While the GDPR and competition law may apply to the same actors and activities, they are clearly distinct areas of law, based on different legal concepts and objectives and with their own enforcement framework. While data protection law aims at guaranteeing data subjects’ fundamental right to the protection of their personal data, in particular against unlawful, unfair and opaque processing of their personal data, competition law aims “to protect the efficient functioning of markets”. Hence, analysis is needed to assess situations where the interplay between data protection and competition arises.
With this position paper, the EDPB provides a short analysis of this interplay and give recommendations for further development of existing cooperation between regulators.
EU data protection law and competition law are clearly distinct legal frameworks and fields of law that pursue different objectives. However, they have a number of potential commonalities, such as the protection of individuals and their choices. Indeed, while data protection policy aims to protect individuals from any unlawful or unfair processing of their personal data, competition policy aims to guarantee the conditions for free and undistorted competition between companies on the relevant markets in the interests of consumers, by promoting innovation, diversity of supply and attractive prices. This aim of protecting individuals in their role as consumers under competition law is expressed in the prohibition of cartels, abuse of dominant positions and countering anticompetitive mergers, which without intervention may lead to harm to consumers, in the form of higher prices, less choice or lower quality and innovation.
Strengthening the link between the protection of personal data and competition can contribute to the protection of individuals and the well-being of consumers by reinforcing the common consideration of respect for their fundamental rights and the proper functioning of competitive markets.
It would therefore seem beneficial to strengthen cooperation between data protection and competition authorities especially in those cases where there is a clear intersection between the application of competition law and the application of data protection rules. This would assist in identifying and tackling upstream the tensions that could arise in certain situations between both fields of law. In this way, increased cooperation between authorities could make it possible to improve consistency and effectiveness in their respective actions, to the benefit of both individuals and entities that must comply with the legal requirements of both fields.
The digital economy has put personal data at the heart of many business models. As a result, data protection has become in some cases an important parameter of competition. At the same time, EU data protection law aims to prevent unlawful and unfair processing of personal data, including in the case of power imbalances between data controllers and the individual whose personal data is collected.
In its new Notice on the definition of the relevant market, the Commission recognises that when defining the relevant market, the protection of privacy and personal data offered to consumers may be one of the parameters of competition to be considered. In other words, privacy is considered to be one of the parameters especially “in the assessment of digital and tech mergers”.
A competitive market can be a decisive facilitating factor in creating circumstances for privacy friendly options.
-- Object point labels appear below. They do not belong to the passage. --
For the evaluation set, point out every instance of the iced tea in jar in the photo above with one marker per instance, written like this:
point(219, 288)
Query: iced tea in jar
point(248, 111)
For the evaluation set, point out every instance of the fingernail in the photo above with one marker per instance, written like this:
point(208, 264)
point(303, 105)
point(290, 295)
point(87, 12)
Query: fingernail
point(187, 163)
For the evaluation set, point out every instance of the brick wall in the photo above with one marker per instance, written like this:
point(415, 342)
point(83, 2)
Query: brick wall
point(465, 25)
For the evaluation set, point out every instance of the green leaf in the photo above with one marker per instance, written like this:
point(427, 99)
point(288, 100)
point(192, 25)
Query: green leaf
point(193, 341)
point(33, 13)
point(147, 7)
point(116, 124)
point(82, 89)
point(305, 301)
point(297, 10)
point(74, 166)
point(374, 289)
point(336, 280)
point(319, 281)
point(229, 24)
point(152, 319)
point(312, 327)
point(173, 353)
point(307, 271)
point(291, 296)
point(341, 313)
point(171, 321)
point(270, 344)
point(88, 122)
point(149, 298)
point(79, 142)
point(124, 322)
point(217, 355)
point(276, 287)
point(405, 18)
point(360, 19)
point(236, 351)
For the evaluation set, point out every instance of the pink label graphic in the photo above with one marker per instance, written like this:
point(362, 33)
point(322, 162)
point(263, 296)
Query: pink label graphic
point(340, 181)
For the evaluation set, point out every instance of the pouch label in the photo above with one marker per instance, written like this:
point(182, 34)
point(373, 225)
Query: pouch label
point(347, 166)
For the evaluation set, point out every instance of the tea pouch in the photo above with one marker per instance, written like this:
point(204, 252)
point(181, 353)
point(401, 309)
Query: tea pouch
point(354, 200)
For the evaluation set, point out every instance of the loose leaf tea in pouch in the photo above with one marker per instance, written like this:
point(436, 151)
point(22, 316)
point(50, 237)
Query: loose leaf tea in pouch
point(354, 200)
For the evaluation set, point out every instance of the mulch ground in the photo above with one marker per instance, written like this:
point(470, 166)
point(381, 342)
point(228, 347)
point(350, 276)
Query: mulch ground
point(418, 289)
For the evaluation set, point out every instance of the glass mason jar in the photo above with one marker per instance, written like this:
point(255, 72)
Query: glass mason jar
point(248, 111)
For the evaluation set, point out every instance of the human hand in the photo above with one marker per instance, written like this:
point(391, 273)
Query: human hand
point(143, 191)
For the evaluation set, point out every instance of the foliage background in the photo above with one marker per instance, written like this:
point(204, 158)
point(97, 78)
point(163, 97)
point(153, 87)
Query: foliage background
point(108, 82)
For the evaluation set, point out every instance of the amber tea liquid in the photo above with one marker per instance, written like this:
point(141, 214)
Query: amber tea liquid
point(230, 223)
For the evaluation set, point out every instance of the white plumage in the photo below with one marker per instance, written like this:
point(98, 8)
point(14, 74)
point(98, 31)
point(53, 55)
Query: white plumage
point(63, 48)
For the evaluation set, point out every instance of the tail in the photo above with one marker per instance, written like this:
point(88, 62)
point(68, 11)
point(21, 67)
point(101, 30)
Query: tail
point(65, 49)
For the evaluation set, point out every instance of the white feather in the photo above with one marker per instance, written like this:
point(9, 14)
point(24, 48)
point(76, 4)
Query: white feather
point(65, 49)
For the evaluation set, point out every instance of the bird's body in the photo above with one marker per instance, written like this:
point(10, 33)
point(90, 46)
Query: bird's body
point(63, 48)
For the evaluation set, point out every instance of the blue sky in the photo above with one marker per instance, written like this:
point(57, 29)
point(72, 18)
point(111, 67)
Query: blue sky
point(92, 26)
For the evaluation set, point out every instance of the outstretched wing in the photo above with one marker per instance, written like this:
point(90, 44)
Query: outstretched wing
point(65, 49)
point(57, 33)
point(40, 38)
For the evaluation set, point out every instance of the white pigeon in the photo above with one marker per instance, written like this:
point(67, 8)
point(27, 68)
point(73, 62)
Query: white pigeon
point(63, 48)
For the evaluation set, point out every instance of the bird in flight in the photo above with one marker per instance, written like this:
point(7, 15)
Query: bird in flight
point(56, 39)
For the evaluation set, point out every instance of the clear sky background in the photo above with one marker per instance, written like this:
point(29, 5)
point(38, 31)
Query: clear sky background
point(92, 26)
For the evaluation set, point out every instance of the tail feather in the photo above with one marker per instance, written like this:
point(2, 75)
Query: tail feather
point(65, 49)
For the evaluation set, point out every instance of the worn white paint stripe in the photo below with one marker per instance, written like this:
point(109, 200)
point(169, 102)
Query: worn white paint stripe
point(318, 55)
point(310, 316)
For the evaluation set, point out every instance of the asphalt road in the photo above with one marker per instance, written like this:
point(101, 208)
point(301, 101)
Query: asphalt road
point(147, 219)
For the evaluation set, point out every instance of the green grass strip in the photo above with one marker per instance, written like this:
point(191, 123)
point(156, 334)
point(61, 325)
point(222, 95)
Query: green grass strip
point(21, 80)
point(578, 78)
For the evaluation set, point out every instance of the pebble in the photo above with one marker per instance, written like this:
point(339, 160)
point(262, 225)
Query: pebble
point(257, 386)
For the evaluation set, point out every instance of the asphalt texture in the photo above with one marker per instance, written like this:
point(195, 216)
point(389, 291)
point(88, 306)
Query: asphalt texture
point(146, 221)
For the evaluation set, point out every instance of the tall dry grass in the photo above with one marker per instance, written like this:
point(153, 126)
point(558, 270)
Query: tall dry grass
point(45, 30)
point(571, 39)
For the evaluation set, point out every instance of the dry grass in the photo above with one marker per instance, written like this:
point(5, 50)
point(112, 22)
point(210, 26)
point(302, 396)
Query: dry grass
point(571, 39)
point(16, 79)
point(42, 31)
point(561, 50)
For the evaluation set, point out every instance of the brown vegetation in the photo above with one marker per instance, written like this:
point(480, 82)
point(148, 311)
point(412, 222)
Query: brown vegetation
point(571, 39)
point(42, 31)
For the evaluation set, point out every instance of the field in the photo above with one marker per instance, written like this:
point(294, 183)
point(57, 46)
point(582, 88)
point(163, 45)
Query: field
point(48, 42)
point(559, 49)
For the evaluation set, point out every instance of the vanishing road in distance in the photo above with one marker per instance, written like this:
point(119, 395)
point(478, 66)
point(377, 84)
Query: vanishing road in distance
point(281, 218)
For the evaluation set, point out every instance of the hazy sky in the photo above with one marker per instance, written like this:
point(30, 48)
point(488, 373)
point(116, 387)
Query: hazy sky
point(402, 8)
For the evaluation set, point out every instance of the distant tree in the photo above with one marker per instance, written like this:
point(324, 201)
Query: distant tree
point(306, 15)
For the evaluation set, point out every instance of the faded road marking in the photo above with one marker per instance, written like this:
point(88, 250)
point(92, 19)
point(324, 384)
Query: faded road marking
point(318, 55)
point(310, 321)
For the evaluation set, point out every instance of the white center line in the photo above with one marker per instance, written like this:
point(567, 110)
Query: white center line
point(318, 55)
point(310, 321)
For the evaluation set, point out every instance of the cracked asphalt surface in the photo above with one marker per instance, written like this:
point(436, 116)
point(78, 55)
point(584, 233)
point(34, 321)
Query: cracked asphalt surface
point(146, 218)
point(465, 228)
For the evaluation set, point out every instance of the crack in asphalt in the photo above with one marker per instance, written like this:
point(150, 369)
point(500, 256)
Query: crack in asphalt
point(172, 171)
In other words, if the consumer has different options in the market, this can encourage the minimisation of the amount of personal data collected or avoid massive combinations and uses of personal data from different sources that are harmful to users. The reverse is also possible. This is the case with exclusionary strategies, which limit the number of players on the market, and can thus artificially affect the number of privacy-friendly solutions. Lack of commercial alternatives can lead users to opt for less privacy-protective products.
In the digital sector the behaviour of companies in a dominant position may raise questions about the role of personal data processing in strengthening and exploiting this position. Data-driven advantages from the combination and the cross-use of personal data from different sources by ‘gatekeepers’ in digital markets and the risks such advantages pose to the fairness and contestability of such markets are highlighted by the prohibitions in Article 5(2) of the DMA.